With the Bierfest 2017's drinking songs, leather shorts and beer mugs the size of bazookas dominating its west end, and W.A. Mozart serenading its east end, the Broad St strolling and paying public was spoiled for German cultural choice on Saturday evening. The numbers game was won hands down by the Bierfest since attendance at the Oxford Proms' Summer Serenade Sheldonian concert was surprisingly thin in the upper gallery, given the attractive programme. In the 1st movement of Eine Kleine Nachtmusik conductor Christopher Redgate injected a touch of panache into proceedings by virtue of his bright scarlet shirt and expansive gestures towards his 22-strong orchestra, arms often outstretched to their very limit in the manner of a traffic cop on Potzdamer Platz in Berlin. One of the violins was so carried away by the occasion that at the end of the piece he began again to play when all around him was silence!
The all-Mozart programme was now interrupted by a Concerto for the Howarth-Redgate oboe and strings, written by Tim Perkins, composer and a viola player in the ensemble. I remember the premiere of his Dithyramb for Clarinet, Viola, Strings and Percussion from August last year. As with that piece, here I was put in mind of the music of contemporary Japanese composer Takashi Yoshimatsu, especially his Symphony No. 1. Mr Redgate was playing his own 21st century oboe, which to my non-technical ear enabled him to encroach in the upper register into clarinet and soprano saxophone territory. A concerto in four sections, it offered a serious challenge of digital dexterity and breathing control in its 3rd section; at first for solo part alone, then in combination with insistent strings. We enjoyed the novelty of Mr Redgate tapping his foot audibly on the podium, with the sound amplified by the four cellists as they followed suit. The atonal approach was even varied by a hint of melody in the finale. Nice work from both composer and oboist.
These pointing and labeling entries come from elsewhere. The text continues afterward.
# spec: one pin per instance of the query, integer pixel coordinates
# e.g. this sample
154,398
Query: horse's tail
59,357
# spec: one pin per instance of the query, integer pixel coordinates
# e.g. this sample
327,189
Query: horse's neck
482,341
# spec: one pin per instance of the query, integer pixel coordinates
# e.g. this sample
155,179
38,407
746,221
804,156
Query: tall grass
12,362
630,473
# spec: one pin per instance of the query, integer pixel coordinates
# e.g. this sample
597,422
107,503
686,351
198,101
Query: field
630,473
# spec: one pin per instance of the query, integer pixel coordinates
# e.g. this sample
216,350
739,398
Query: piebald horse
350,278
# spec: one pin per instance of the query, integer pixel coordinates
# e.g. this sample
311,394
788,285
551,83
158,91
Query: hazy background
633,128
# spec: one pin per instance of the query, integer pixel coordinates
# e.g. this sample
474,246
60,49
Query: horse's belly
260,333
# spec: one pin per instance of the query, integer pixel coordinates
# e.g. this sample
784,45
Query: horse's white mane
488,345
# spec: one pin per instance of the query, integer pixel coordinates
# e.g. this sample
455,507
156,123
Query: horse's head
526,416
The Sinfonia Concertante for violin, viola and orchestra in E flat is, in my view, one of Mozart's greatest chefs d'oeuvre; it wholly escapes me quite how a 23 year old managed to compose a piece bursting with such musical invention and which explores emotional depths so searchingly. The ensemble was now joined by two oboes and two horns. The opening bars lacked a bit of attack, but things settled down as the ritornello slowly unfolded. The moment when the solo violin and viola gently emerge from the trilled thrusts of the strings is always a delightful one, but although Emma Sheppard's viola was perfectly fine, there was a harsh edge to Edmund Jones' violin work that I found a trifle disconcerting. In the 'adagio' sonorous cellos and brief interventions by the horns dovetailed seamlessly with the strings. In the 'rondo' the soloists alternated rather than joined, trading ripostes over buzzing accompaniments.
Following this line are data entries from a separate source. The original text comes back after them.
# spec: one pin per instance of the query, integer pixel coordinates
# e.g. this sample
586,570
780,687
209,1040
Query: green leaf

After the interval, Mr Redgate's red shirt had been exchanged for a turquoise one, and, keeping it in the family, Celia Redgate was the solo flautist, playing a cocus wood instrument for Concerto for Flute and Orchestra No 2 in D major. Cocus wood comes from the Jamaican rain tree, a dense tropical hardwood with excellent musical properties traditionally used for the making of flutes, though all but unobtainable today. The soloist's first entry is quite dramatic, and here especially so owing to the spirited quality of Ms Redgate's playing, and it was interesting to see how, even given the opening movement's bold 'allegro' marking, she gave a pleasing impression of having time to spare. Unrushed and smooth again in the 'adagio', she eased through a third little cadenza in the 'rondo', delivering the catchy tune with brio.
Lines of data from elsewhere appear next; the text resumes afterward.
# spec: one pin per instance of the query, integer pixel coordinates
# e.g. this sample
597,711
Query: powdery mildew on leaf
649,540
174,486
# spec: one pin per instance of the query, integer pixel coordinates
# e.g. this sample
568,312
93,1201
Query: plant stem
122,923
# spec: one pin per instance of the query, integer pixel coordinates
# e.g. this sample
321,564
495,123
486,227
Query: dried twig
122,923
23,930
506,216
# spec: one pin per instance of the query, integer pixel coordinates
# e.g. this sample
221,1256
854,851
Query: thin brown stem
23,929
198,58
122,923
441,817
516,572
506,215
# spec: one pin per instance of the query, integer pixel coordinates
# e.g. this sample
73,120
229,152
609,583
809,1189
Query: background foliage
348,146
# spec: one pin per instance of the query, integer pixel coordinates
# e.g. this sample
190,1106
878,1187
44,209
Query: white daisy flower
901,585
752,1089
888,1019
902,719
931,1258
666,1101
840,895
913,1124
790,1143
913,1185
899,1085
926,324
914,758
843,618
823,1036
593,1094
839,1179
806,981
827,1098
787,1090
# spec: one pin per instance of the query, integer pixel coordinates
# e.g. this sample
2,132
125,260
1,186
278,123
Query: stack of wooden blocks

We concluded with Symphony No 29 in A major, in four movements and the work of a teenager. Overall it has a style galant feel to it; gracious, elegant and compact certainly, but also a little earnest. Mr Redgate took great care to pinpoint just the right tempos, and in the lilting slow movement the lower strings, the most impressive element of the orchestra all evening, I thought, played nobly, particularly at the end of the 'andante'.
As we stepped out into the breezy evening, though Mozart was now stilled for this day, the other end of Broad St was throbbing on. By this time the oom-pah-pah had given way to something a bit more garage and techno.